Figure 7. LAG3 expression on CD8+ T cells increases with length of antigenic stimulation. (A) Transgenic OT1 splenocytes were stimulated for either 24 h or 72 h with a fixed concentration of SIINFEKL peptide and assayed for LAG3 expression on 4-1BB+ CD8+ T cells by flow cytometry at 72 h (data is representative of three independent experiments, with 5–10 independent samples each). (B) Transgenic OT1 splenocytes were adoptively transferred into wild-type C57BL6 mice (n = 4 to 5 animals per group) and administered a priming immunization of SIINFEKL peptide (100 µg) and pTVG4 (50 µg) 24 h later. Four days after priming, animals were divided into groups and boosted with either PBS, SIINFEKL peptide (100 µg), or SIINFEKL peptide (100 µg) and pTVG4 (50µg). Two days after the booster immunization, levels of LAG3 were assayed on SIINFEKL tetramer+ CD8+ T cells from the spleens of treated mice by flow cytometry. (C) Transgenic OT1 splenocytes were stimulated with either SIINFEKL, EIINFEKL, or SIIGFEKL peptides at 2 µg/mL for 24 h and assayed for LAG3 expression by flow cytometry on CD8+ T cells. For all panels, * denotes a p-value < 0.05, two-sided t-test.

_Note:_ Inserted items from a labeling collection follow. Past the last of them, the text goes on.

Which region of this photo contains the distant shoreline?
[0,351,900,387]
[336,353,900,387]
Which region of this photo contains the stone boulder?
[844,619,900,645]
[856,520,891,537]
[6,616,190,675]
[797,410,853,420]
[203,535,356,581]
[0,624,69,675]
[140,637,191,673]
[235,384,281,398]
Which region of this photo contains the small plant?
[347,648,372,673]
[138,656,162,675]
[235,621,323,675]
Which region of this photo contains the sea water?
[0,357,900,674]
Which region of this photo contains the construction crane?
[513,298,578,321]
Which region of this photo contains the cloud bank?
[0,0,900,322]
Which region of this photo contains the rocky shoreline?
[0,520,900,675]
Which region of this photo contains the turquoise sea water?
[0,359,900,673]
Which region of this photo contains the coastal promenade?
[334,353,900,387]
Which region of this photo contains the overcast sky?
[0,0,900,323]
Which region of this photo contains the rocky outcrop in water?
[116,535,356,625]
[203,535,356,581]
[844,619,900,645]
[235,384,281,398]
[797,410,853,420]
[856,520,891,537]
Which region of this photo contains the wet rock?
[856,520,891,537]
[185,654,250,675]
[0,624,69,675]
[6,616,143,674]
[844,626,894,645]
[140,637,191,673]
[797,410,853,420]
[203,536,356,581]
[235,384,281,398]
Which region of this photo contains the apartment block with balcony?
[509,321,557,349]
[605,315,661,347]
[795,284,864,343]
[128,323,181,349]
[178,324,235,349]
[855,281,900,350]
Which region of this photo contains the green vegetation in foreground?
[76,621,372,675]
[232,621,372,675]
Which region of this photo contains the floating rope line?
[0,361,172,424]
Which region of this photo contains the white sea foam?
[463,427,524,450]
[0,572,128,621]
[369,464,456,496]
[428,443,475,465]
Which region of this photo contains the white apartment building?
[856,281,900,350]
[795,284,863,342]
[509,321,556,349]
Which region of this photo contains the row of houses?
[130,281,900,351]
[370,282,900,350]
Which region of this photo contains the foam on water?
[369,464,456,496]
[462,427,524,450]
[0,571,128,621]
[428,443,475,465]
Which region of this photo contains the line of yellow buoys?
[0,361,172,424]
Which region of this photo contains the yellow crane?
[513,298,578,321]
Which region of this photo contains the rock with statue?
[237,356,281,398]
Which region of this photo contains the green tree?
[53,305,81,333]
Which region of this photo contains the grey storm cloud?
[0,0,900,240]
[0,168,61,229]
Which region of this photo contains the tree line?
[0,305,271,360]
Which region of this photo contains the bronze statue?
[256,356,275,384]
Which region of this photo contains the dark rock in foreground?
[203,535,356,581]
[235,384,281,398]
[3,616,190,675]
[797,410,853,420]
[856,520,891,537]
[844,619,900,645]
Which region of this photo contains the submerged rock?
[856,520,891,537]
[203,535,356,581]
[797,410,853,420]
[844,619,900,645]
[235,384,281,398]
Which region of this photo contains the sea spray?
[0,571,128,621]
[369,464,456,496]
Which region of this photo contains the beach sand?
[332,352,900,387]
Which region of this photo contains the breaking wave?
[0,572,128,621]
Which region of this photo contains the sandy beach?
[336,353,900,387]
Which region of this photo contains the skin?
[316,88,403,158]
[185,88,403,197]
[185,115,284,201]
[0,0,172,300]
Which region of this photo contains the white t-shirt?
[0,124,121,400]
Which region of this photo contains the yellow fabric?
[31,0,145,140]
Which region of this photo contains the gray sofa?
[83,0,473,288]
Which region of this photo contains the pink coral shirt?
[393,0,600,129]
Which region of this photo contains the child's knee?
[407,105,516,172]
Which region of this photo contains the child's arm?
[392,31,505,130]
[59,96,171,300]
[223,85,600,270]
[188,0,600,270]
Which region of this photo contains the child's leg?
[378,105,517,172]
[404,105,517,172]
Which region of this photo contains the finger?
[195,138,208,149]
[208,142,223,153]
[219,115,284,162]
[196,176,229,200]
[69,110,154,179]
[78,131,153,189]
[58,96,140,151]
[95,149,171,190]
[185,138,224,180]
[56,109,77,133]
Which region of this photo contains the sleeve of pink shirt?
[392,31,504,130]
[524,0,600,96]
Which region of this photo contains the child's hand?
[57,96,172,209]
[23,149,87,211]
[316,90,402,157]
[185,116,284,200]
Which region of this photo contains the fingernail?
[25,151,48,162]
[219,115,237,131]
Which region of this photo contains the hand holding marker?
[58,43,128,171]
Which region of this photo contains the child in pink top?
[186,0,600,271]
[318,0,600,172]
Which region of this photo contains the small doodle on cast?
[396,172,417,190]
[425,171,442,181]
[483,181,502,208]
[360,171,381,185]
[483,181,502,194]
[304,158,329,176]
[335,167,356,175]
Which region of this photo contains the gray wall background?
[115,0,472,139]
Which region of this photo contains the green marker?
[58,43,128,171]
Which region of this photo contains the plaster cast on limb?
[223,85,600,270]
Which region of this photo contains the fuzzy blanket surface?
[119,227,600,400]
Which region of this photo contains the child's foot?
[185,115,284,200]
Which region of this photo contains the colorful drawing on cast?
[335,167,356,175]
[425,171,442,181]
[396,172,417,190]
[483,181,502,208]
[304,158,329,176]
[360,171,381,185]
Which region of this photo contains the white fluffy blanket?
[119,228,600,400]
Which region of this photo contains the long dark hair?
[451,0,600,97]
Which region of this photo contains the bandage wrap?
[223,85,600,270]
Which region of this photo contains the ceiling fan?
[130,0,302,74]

Figure 8. Model: Increased antigen dose and duration of presentation lead to increased LAG3 expression and a tolerogenic phenotype. (A) Traditional model in which LAG3 expression is transient with vaccination, and increases with high antigen dose. Addition of an appropriate adjuvant may reduce the initial upregulation of LAG3. (B) Vaccination schemes that mediate persistent expression of antigen in a non-inflammatory environment (such as mini-intronic plasmids) result in sustained LAG3 expression on CD8+ T cells, which is in turn associated with loss of effector function and a tolerant phenotype.